Myanmar and naturally Yangon as well has many temples and pagodas. They are everywhere and the easiest landmark to spot from the plane or taxi. When walking the streets of Yangon one will get a real feel of the amount of temples and realize the beauty of them. I am a temple enthusiast and I never get "templed-out". Once you dive into them deeper you will see that each one of them is different and when you get involved with the locals and the monks in the temples each one of them will have a personal touch for you.
I see Shwedagon Pagoda as a place to worship, meditate and pray, unlike most other tourists. So, I purposely decided to walk from my hotel to the pagoda to get a full feeling of the importance and size of it. I passed many temples and pagodas along the way, entered some of them and realized that unlike other countries, shoes stay "outside" of the temple grounds. Now, this creates certain logistic problems for tourists. Some of us were hiking boots, while others wear expensive footwear and we are never easily leaving them out there on the street. So, I do bring a backpack and a separate shoe bag with me in order to carry my shoes with me. They are still supposed to stay outside of the prayer halls though!

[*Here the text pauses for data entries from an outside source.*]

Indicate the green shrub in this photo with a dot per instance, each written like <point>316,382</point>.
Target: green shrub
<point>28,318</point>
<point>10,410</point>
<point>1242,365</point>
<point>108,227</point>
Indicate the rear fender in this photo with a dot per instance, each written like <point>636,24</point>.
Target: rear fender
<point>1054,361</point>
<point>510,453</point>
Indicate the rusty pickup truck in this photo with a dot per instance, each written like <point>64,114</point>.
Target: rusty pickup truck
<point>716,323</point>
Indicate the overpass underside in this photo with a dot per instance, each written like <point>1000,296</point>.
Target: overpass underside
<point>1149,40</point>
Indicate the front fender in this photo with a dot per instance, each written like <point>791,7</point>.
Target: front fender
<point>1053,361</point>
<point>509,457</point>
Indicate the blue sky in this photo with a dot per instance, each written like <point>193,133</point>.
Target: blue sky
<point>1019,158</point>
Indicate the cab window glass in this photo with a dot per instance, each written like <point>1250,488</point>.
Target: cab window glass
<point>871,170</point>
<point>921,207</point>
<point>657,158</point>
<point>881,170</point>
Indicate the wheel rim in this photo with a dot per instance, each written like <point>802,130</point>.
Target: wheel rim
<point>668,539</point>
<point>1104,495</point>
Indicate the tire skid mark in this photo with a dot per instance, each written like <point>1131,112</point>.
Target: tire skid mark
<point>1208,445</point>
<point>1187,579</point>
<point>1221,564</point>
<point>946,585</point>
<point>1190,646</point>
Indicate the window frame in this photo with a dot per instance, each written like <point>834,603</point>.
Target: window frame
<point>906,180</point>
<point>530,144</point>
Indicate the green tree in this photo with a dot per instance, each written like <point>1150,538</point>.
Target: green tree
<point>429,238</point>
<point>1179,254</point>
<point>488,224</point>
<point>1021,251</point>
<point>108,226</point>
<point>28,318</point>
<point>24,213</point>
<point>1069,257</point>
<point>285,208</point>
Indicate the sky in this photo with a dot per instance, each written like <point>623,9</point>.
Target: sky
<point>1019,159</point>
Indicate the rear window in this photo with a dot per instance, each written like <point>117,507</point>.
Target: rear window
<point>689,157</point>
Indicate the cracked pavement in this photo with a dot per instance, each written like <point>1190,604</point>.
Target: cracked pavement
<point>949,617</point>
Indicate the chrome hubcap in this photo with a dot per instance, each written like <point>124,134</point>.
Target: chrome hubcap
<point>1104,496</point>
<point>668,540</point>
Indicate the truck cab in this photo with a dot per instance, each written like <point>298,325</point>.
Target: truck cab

Approaching the Maha Wizaya Zedi Pagoda just before Shwedagon Pagoda, I was not yet aware of the "shoe code of conduct" and since I entered through a side entrance I was hit by some loud shouts from guards to leave my shoes outside. The stone floor was incredibly hot in the heat of the day which seems to be no problem for local feet, but those soft and pink toes of tourists are really suffering!
However, I loved the Maha Wizaya Pagoda, which stands for the unification of Theravada Buddhism in Myanmar and is a special place to visit at different times of the day.